Pornography has been a complicated issue since, well, forever. There are paintings in the ruins of Pompeii of “adult” nature that were buried in the year 79. In the quaint 1950s in the very Puritan U.S., there were “nudist” and “art photo” magazines that pushed the legal envelop and “men’s” magazines explored how much of a woman’s anatomy they could show and still stay at least one millimeter away from the legal limit.

In the U.S., porn enthusiasts probably won the battle when courts as high as the U.S. Supreme Court found themselves completely unable to define the difference between pornography and free speech. In 1964, U.S. Supreme Court Justice Potter Steward wrote the legendary articles of surrender, saying that he couldn’t define pornography, but “I know it when I see it.” Shortly after that, the VCR went on sale and it was REALLY “game over” for the anti-porn side.

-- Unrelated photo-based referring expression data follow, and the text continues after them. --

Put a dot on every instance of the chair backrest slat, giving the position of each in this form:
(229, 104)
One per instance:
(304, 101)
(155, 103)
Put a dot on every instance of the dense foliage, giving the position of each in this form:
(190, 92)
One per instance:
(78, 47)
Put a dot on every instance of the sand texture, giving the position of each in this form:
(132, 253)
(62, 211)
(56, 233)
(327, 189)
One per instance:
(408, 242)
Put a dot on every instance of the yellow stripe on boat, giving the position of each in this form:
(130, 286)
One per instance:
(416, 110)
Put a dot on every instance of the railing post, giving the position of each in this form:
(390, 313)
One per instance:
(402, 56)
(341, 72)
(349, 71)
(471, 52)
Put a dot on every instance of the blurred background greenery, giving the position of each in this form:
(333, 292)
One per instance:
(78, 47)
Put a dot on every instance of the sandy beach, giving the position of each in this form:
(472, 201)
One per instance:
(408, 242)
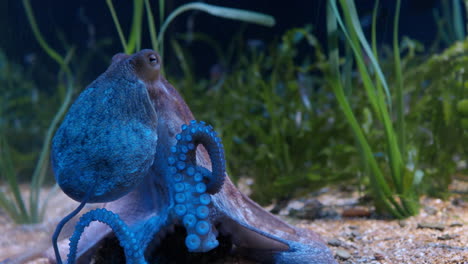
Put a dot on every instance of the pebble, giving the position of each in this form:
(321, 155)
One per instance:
(402, 223)
(446, 237)
(379, 256)
(456, 224)
(335, 242)
(343, 254)
(437, 226)
(430, 210)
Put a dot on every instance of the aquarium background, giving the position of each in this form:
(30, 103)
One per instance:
(273, 93)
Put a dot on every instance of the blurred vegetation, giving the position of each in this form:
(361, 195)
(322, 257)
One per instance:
(275, 106)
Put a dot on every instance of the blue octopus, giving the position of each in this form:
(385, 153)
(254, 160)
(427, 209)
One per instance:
(130, 142)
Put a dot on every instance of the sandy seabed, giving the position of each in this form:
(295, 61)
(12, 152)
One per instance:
(352, 240)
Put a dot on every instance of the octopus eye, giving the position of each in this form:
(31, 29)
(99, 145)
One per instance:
(153, 59)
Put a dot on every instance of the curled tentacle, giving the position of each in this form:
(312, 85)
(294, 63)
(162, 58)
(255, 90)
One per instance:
(133, 252)
(200, 133)
(193, 184)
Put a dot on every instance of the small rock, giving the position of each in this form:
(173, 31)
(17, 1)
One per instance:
(355, 233)
(456, 224)
(458, 202)
(430, 210)
(402, 223)
(343, 254)
(446, 237)
(379, 256)
(310, 209)
(356, 212)
(437, 226)
(335, 242)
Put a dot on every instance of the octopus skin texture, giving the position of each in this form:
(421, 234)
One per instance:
(131, 143)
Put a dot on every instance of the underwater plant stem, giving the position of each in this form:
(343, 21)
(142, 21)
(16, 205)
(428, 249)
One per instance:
(384, 192)
(161, 11)
(37, 34)
(41, 166)
(117, 25)
(151, 27)
(6, 166)
(134, 41)
(62, 223)
(224, 12)
(399, 83)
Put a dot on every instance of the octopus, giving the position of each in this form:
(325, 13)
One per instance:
(131, 143)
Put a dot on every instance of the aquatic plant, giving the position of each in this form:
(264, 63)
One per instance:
(277, 120)
(15, 206)
(437, 90)
(395, 194)
(158, 40)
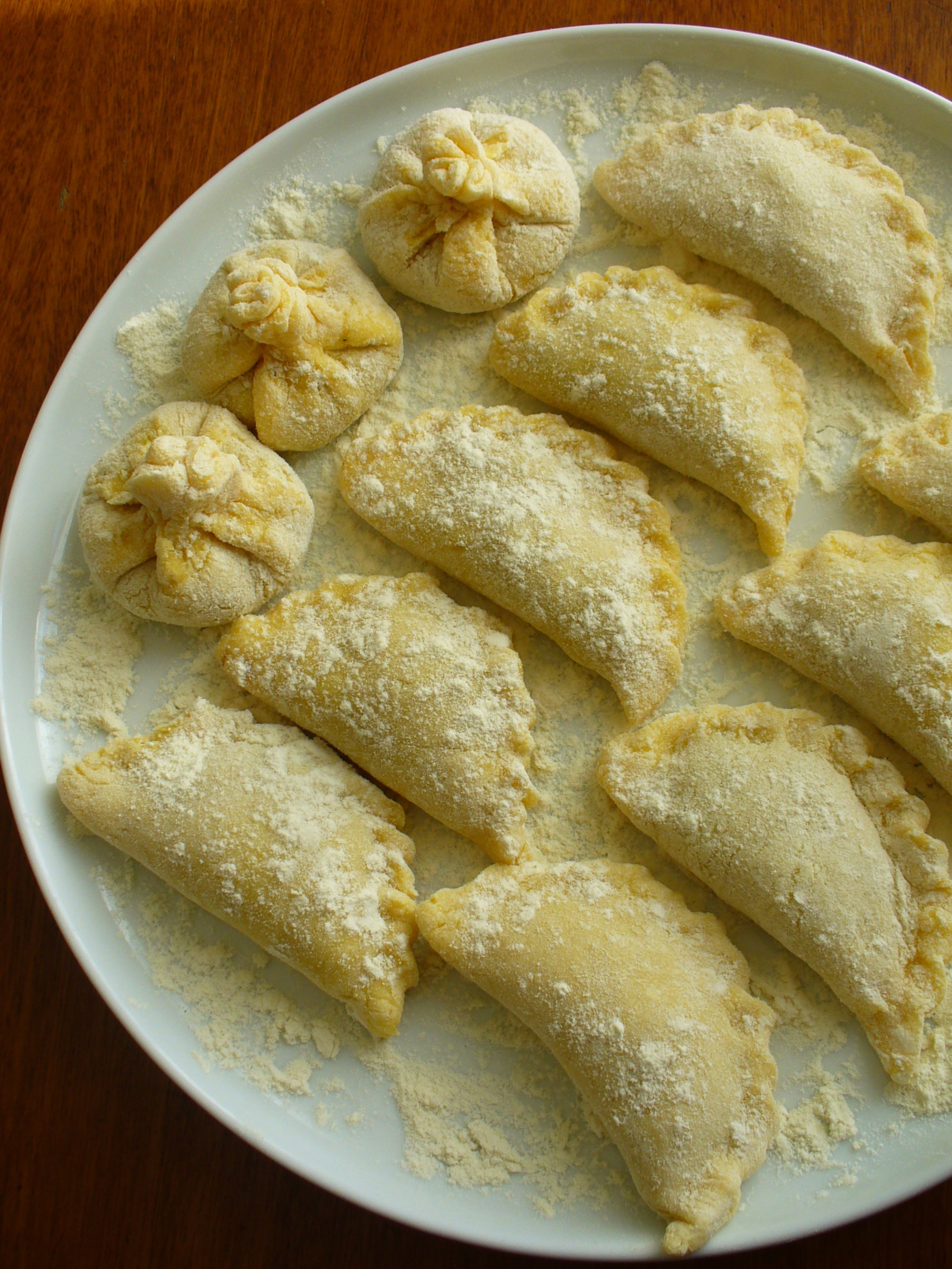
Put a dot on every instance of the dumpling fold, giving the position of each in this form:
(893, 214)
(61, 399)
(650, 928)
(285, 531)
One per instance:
(869, 618)
(542, 520)
(274, 834)
(913, 468)
(191, 521)
(423, 693)
(645, 1005)
(683, 374)
(469, 211)
(295, 339)
(802, 211)
(798, 827)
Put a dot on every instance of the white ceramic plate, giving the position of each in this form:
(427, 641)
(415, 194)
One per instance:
(337, 141)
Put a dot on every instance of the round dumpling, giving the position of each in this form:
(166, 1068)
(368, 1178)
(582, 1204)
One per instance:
(469, 211)
(191, 521)
(293, 339)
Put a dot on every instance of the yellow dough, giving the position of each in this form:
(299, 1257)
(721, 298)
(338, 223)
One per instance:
(645, 1005)
(295, 339)
(544, 520)
(424, 695)
(274, 834)
(796, 825)
(913, 466)
(804, 212)
(869, 618)
(191, 521)
(469, 211)
(683, 374)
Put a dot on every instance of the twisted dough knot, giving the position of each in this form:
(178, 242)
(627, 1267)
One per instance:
(459, 167)
(185, 478)
(271, 305)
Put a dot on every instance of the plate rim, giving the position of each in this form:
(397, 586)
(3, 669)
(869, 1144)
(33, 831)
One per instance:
(14, 511)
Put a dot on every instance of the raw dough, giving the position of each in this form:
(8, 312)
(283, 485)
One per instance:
(424, 695)
(796, 825)
(683, 374)
(469, 211)
(191, 521)
(295, 339)
(645, 1005)
(817, 220)
(913, 466)
(869, 618)
(544, 520)
(274, 834)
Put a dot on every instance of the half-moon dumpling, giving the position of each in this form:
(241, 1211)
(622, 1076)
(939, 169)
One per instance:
(545, 521)
(645, 1005)
(295, 339)
(683, 374)
(869, 618)
(274, 834)
(798, 827)
(913, 468)
(804, 212)
(423, 693)
(469, 211)
(191, 521)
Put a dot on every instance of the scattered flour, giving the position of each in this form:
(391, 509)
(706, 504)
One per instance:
(89, 660)
(492, 1119)
(152, 343)
(809, 1134)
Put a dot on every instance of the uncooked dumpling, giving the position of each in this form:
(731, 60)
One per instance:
(645, 1005)
(191, 521)
(295, 339)
(683, 374)
(274, 834)
(807, 214)
(545, 521)
(869, 618)
(913, 466)
(798, 827)
(424, 695)
(469, 211)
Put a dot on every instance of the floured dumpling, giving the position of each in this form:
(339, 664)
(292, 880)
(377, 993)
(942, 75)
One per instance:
(869, 618)
(274, 834)
(798, 827)
(646, 1007)
(804, 212)
(295, 339)
(913, 468)
(683, 374)
(469, 211)
(544, 520)
(424, 695)
(191, 521)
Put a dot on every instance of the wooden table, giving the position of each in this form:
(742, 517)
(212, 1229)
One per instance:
(114, 113)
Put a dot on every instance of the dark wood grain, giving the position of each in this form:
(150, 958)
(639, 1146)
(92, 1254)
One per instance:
(111, 115)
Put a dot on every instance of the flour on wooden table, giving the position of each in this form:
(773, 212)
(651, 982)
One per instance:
(507, 1111)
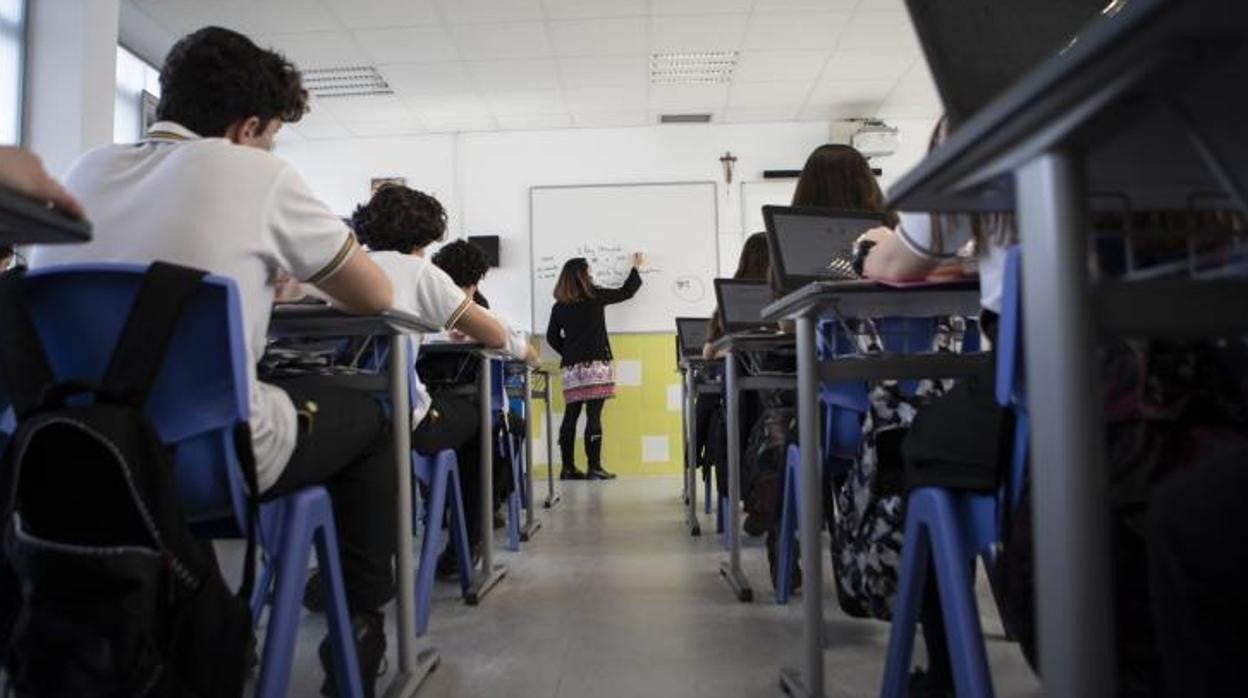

The result has been a legal shadow world and very lucrative gray economy that turned into a terrific environment for scams, fraud, rogue anti-malware products and thieving computer malcode. Yes, there is a load of pornography out there on the Internet that is perfectly legal, sold by perfectly legal businesses with secure servers. Governments in conservative places will always try to fight it. They will only ever have very limited success. Sex will always be a very shiny lure.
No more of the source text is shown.